Early in 1833, when troops from Fort Brady were sent to Chicago to relieve the garrison at Fort Dearborn, Reverend Porter accompanied them. He arrived on May 13 and less than one week later delivered his first sermon in the carpenter shop of the fort. He soon organized a congregation of twenty-six members, and on July 7, 1833, he held the first communion service ever celebrated in Chicago. Plans were made to build a church, and a lot was purchased at Clark and Lake Streets, which was, in those times, according to Herbert Asbury in Gem of the Prairie, a lonely spot, almost inaccessible on account of surrounding sloughs and bogs.
Materials for the church were assembled, but before actual work could begin, squatters started to erect a building on the Lake Street side of the property. When confronted, they refused to leave. Instead of turning the other cheek, the outraged Presbyterians went to the site at night, attached heavy chains to the building, hitched a team of oxen to the chains and dragged the structure two hundred yards down Lake Street. The members of the congregation then went to work with hammers and saws on their own building. The church was completed soon after.
With a church building well underway, Reverend Porter turned his attention to the gamblers who had infested the settlement. Many complaints had been made about these men, mostly on the grounds that they were luring young men to perdition. Several powerful sermons so aroused the authorities that two gambling dens were raided and two card players were placed in jail for two days, while others were warned that they must obey the law and close down their establishments.
Gambling in Chicago was curbed but not for long. In December 1833, a letter to the Chicago Democrat declared that gambling was more prevalent than ever, and Reverend Porter returned to the attack. In 1834, a mass meeting of the antigambling faction appointed a Committee of Nine to devise measures for stopping gambling and punishments for gamblers. Resolutions by the committee pledged its members to withhold the hand of friendship
from card players and to wage unrelenting warfare on anyone who dared bring games of chance into the city. The committee’s report stated, Cost what it may, we are determined to root out this vice, and to hunt down those who gain by its infamous substance.
Reverend Porter launched another campaign in the summer of 1835, and during this rousing season of prayer,
many young men were converted to the Lord and two gamblers were imprisoned.
The Reverend Jeremiah Porter, Chicago’s first reformer to speak out against vice.
The gamblers, however, were not especially disturbed by Reverend Porter or by the pronouncements of the Committee of Nine, especially since the minister abandoned the fight soon after the season of prayer
and resigned his position to accept a call to Peoria. The gamblers knew that mere words and proclamations could never hurt them, and with the immigration boom that was coming to the region, city officials were going to be too busy to worry about the few dollars that foolish residents were losing at the gaming tables. Consequently, the games became larger, and more and more gamblers began flocking to Chicago.

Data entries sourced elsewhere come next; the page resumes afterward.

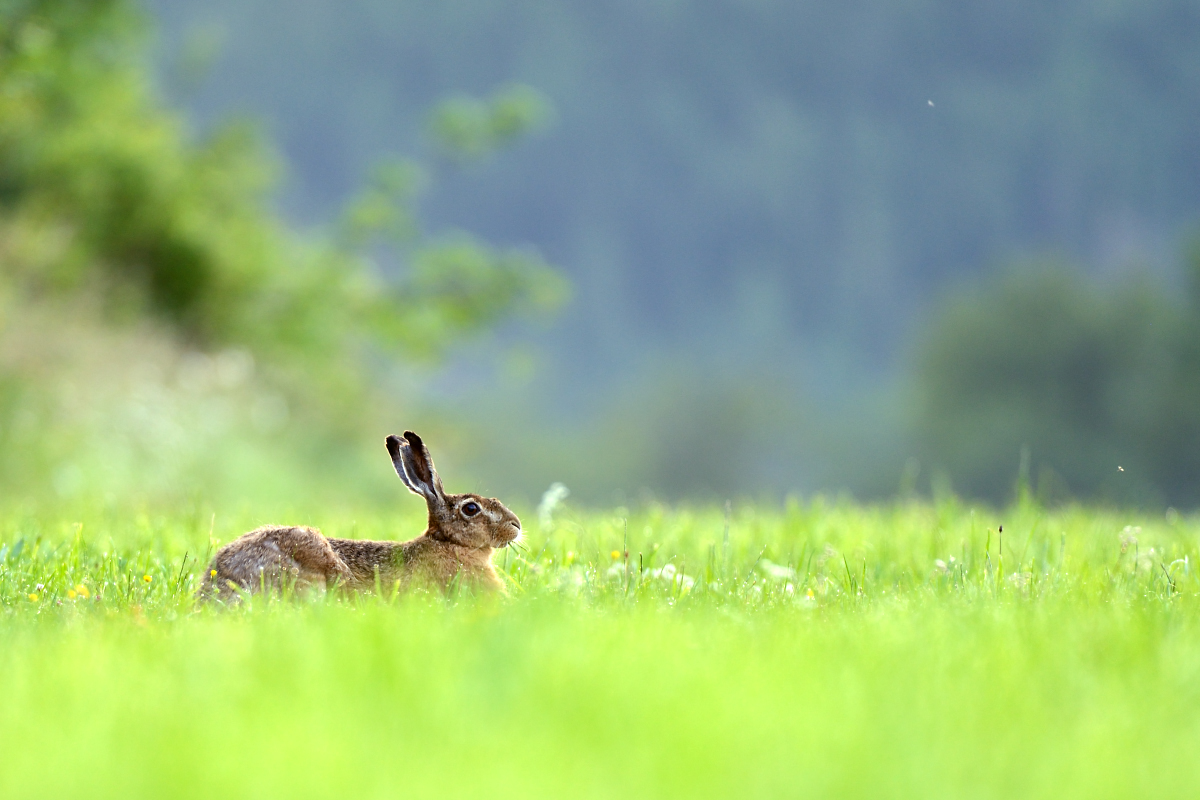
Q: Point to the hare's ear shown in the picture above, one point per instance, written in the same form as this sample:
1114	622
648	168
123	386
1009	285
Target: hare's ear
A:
412	461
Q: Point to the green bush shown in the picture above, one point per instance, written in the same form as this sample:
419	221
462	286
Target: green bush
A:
137	258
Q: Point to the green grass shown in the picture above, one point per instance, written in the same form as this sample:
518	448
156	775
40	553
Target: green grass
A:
815	650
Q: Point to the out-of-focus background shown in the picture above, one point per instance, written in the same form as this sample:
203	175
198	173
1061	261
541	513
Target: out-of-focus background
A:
653	248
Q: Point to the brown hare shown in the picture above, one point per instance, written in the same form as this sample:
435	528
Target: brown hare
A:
455	547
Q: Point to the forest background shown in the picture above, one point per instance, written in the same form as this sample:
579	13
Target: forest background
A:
666	248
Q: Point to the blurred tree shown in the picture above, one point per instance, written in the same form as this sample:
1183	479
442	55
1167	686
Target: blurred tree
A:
184	229
1097	384
118	226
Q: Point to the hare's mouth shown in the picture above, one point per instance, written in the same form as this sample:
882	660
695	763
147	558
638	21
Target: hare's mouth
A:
511	535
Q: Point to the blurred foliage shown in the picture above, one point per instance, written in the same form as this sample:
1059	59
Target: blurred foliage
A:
137	259
1067	384
466	128
767	193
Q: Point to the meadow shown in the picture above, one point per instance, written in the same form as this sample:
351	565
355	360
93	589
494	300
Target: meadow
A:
816	649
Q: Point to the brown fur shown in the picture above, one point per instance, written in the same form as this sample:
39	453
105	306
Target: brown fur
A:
457	543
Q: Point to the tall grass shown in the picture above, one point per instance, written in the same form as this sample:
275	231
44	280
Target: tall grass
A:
814	650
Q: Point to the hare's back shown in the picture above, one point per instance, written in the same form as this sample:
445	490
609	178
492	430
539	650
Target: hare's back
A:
261	557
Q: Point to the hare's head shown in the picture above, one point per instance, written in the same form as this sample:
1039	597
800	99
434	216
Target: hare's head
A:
466	519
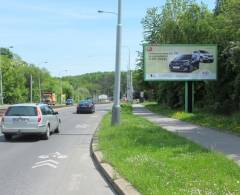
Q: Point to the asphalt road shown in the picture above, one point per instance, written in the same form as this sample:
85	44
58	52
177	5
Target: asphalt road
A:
59	166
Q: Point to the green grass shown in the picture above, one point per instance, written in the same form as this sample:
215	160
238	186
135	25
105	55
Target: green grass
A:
159	162
221	122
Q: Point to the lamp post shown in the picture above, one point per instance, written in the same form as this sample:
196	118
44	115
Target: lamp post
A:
66	71
116	104
39	84
129	76
1	78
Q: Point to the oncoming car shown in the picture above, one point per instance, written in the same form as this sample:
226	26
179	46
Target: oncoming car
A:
184	63
86	106
37	119
204	56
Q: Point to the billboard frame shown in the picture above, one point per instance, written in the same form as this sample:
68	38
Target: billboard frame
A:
186	45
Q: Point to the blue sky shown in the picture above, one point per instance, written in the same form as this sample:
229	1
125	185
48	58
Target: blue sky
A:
70	34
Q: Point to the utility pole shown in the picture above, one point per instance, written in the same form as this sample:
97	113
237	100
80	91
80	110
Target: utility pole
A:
61	90
116	97
1	85
116	105
31	88
40	91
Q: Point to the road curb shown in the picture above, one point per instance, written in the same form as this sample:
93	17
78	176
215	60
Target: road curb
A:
119	184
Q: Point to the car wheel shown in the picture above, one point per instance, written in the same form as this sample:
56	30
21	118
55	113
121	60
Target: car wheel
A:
8	137
58	128
46	136
190	68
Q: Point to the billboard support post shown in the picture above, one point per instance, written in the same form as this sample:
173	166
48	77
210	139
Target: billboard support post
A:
189	96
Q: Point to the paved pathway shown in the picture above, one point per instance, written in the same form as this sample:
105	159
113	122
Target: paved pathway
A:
223	142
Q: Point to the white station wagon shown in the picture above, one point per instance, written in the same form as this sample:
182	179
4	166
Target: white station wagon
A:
30	119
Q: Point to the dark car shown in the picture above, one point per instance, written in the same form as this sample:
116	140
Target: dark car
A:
184	63
69	101
85	106
204	56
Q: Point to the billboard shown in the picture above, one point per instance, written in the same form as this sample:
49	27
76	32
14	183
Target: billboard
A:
180	62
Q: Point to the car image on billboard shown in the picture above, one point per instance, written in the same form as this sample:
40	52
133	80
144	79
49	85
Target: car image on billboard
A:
180	62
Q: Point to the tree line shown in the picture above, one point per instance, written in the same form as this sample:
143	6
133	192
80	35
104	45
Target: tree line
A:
16	75
188	22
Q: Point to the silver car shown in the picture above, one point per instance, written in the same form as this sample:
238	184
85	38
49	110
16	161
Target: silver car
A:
30	119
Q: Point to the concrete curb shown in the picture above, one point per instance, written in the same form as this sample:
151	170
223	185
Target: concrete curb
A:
120	185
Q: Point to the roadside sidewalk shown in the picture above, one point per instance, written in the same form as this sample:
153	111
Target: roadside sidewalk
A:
223	142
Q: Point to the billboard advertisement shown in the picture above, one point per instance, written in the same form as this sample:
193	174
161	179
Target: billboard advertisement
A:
180	62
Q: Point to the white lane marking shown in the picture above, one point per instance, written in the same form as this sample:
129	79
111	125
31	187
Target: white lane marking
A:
45	164
46	161
49	162
43	156
81	126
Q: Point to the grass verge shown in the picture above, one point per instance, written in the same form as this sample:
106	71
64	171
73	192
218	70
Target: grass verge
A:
159	162
221	122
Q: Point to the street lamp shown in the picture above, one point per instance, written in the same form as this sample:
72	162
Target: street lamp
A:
129	76
1	78
39	83
116	103
66	71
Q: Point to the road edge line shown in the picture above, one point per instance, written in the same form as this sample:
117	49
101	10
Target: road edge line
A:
118	183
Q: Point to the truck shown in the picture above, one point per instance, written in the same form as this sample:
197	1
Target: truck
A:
49	98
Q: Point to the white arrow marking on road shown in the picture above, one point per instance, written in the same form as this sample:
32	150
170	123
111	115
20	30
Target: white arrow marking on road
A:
46	161
50	163
81	126
43	156
45	164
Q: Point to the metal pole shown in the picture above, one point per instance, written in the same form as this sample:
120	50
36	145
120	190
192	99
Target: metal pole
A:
189	96
131	87
116	104
128	76
40	91
1	84
61	91
31	88
186	96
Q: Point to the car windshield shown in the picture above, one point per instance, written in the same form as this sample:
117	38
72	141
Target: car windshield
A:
202	51
21	111
184	57
84	102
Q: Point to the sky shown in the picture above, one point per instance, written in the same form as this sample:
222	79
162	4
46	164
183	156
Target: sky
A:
70	35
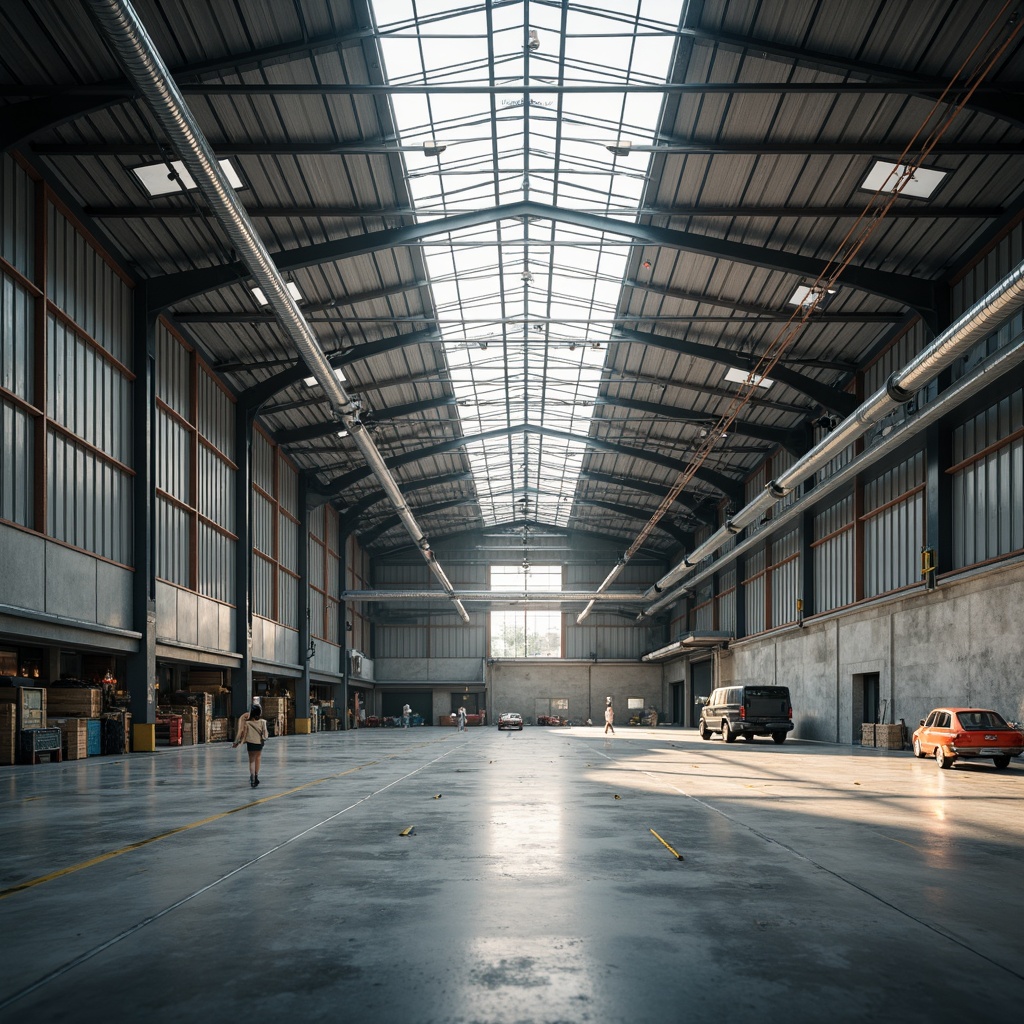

By the early 1840s, Chicago was home to more gambling houses than either St. Louis or Cincinnati, and it was the most important gaming center north of New Orleans and west of the Allegheny Mountains. Short card games like poker were principally played, with sometimes an occasional faro table in more upscale spots. Roulette, keno and craps were largely unknown until after 1850, and betting on horses remained a favorite Chicago pastime.